Description of problem: Additional NVMe disks are not present in CoreOS(COS) until the ODF node is rebooted. Additional info: When adding an additional NVMe disk to a deployed ODF storage node as part of a scale up procedure using local storage operator[0] the additional NVMe disk is not visible in the table of block devices and until the node has been rebooted. This presents with the following challenges: 1. The disk discovery feature does not detect newly added NVMe devices until the host is rebooted. 2. The reboot of an ODF node could be considered a disruptive operation in production environments without properly cordoning and draining of the storage node prior to the reboot. COS does have the rescan-scsi-bus.sh script from sg3_utils RPM however that does not work for NVMe devices[1] so we're opening this BZ to see if there is an undocumented way to rescan for additional NVMe disks on an runing ODF COS node without requiring a reboot or if we should be pursuing an RFE to add the "nvme-cli" utility to COS. Version-Release number of selected component (if applicable): OCP/OCS/ODF 4.8 --- NAME="Red Hat Enterprise Linux CoreOS" VERSION="48.84.202112212304-0" ID="rhcos" ID_LIKE="rhel fedora" VERSION_ID="4.8" PLATFORM_ID="platform:el8" PRETTY_NAME="Red Hat Enterprise Linux CoreOS 48.84.202112212304-0 (Ootpa)" ANSI_COLOR="0;31" CPE_NAME="cpe:/o:redhat:enterprise_linux:8::coreos" HOME_URL="https://www.redhat.com/" DOCUMENTATION_URL="https://docs.openshift.com/container-platform/4.8/" BUG_REPORT_URL="https://bugzilla.redhat.com/" REDHAT_BUGZILLA_PRODUCT="OpenShift Container Platform" REDHAT_BUGZILLA_PRODUCT_VERSION="4.8" REDHAT_SUPPORT_PRODUCT="OpenShift Container Platform" REDHAT_SUPPORT_PRODUCT_VERSION="4.8" OPENSHIFT_VERSION="4.8" RHEL_VERSION="8.4" OSTREE_VERSION='48.84.202112212304-0' --- Infrastructure: VMware vSphere How reproducible: Always Steps to Reproduce: 1. Attach an NVMe device to an existing ODF node in vSphere 2. oc debug node/ or ssh to the node 3. Run an lsblk Actual results: NVMe device is not present in the OS block device list until the VM is rebooted. Expected results: Added NVMe device present to the OS without requiring a reboot. [0] https://access.redhat.com/documentation/en-us/red_hat_openshift_container_storage/4.8/html/scaling_storage/scaling-up-storage-capacity_rhocs#scaling-up-storage-by-adding-capacity-to-your-openshift-container-storage-nodes-using-local-storage-devices_rhocs [1] https://access.redhat.com/solutions/5317381
This does not seem like a bug, at least not on our end.

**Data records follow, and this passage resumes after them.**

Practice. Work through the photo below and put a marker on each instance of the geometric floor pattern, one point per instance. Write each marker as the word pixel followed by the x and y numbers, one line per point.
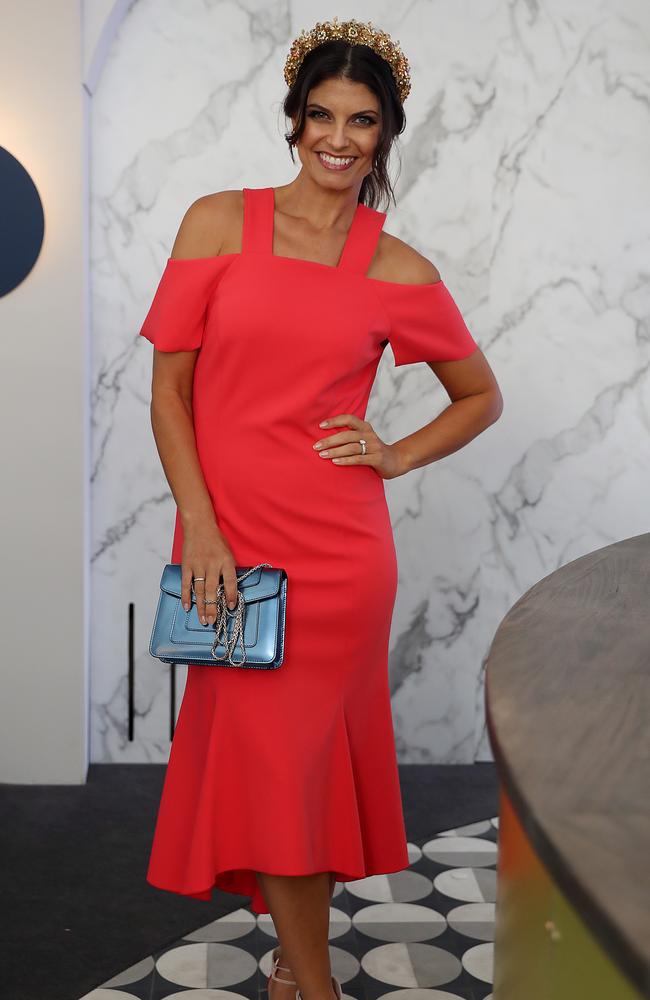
pixel 425 933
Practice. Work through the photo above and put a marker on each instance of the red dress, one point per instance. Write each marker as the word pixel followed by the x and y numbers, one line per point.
pixel 293 770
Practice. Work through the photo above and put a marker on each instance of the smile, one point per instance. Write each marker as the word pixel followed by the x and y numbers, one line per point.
pixel 335 162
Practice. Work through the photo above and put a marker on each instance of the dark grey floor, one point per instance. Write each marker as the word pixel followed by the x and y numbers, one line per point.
pixel 76 909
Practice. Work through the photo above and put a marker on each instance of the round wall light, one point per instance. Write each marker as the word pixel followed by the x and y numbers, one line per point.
pixel 23 222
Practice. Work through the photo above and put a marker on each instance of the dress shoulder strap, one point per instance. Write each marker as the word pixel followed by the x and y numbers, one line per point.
pixel 362 239
pixel 257 233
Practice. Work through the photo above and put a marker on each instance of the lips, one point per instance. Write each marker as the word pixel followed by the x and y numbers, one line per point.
pixel 337 165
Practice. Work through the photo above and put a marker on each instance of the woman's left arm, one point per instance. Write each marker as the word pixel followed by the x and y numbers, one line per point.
pixel 476 402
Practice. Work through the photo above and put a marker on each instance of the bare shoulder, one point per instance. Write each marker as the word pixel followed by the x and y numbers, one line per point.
pixel 206 225
pixel 397 261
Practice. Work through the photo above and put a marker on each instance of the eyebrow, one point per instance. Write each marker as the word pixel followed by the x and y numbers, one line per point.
pixel 366 111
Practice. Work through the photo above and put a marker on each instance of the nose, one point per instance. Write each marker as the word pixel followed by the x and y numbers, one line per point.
pixel 337 138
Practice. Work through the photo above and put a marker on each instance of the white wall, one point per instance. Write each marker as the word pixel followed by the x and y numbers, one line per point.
pixel 43 584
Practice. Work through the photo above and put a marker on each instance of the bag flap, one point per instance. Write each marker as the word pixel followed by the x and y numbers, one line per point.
pixel 263 583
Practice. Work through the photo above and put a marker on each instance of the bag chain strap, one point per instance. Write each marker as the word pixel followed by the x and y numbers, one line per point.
pixel 221 623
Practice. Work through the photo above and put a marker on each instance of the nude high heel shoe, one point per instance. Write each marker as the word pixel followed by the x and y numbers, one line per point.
pixel 335 984
pixel 274 970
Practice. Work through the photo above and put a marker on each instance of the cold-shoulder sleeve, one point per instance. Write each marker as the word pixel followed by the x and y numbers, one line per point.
pixel 176 316
pixel 425 323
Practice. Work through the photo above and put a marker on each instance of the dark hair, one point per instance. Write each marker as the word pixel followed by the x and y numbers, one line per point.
pixel 361 64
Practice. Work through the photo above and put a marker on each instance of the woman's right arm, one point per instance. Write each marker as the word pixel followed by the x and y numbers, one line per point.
pixel 206 552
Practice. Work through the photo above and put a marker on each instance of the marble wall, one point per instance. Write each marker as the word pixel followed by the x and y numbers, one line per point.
pixel 523 177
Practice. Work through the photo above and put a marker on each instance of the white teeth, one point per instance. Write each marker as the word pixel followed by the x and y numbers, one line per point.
pixel 336 160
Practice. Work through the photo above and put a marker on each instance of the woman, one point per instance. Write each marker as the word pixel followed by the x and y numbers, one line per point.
pixel 269 322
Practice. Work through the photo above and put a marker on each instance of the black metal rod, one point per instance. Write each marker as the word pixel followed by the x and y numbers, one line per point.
pixel 131 667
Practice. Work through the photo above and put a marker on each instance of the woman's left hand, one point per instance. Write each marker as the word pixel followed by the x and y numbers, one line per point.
pixel 343 447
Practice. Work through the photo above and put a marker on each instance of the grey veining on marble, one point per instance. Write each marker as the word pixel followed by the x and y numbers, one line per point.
pixel 523 177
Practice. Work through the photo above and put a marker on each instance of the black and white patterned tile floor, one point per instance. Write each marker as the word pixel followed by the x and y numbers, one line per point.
pixel 425 933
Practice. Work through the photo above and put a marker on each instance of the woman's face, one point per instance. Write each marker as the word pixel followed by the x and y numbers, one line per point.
pixel 342 119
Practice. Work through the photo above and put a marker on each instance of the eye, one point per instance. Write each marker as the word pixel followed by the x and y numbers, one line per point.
pixel 366 118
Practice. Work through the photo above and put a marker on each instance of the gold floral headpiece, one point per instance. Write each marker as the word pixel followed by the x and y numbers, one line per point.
pixel 357 33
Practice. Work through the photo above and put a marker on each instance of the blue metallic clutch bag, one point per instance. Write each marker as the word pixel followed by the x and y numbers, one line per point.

That said, based on this line: > COS does have the rescan-scsi-bus.sh script from sg3_utils RPM however that does not work for NVMe devices[1] so we're opening this BZ to see if there is an undocumented way to rescan for additional NVMe disks on an runing ODF COS node without requiring a reboot or if we should be pursuing an RFE to add the "nvme-cli" utility to COS. The answer to this would be "no". An RFE would make the most sense. If there is a regression or known issue, it would probably be in RHCOS itself or the LSO. I don't know which component would be the appropriate target, so moving it out to ODF 4.12 now.
Hi All, Just checking in to see if anyone else has had a chance to take a look at this and what the status is.
As Jose mentioned earlier it should be coming from COS or LSO. we are not maintaining such scripts which rescan the devices and all. I am closing this BZ. Pls create the Jira issue with the LSO or COS.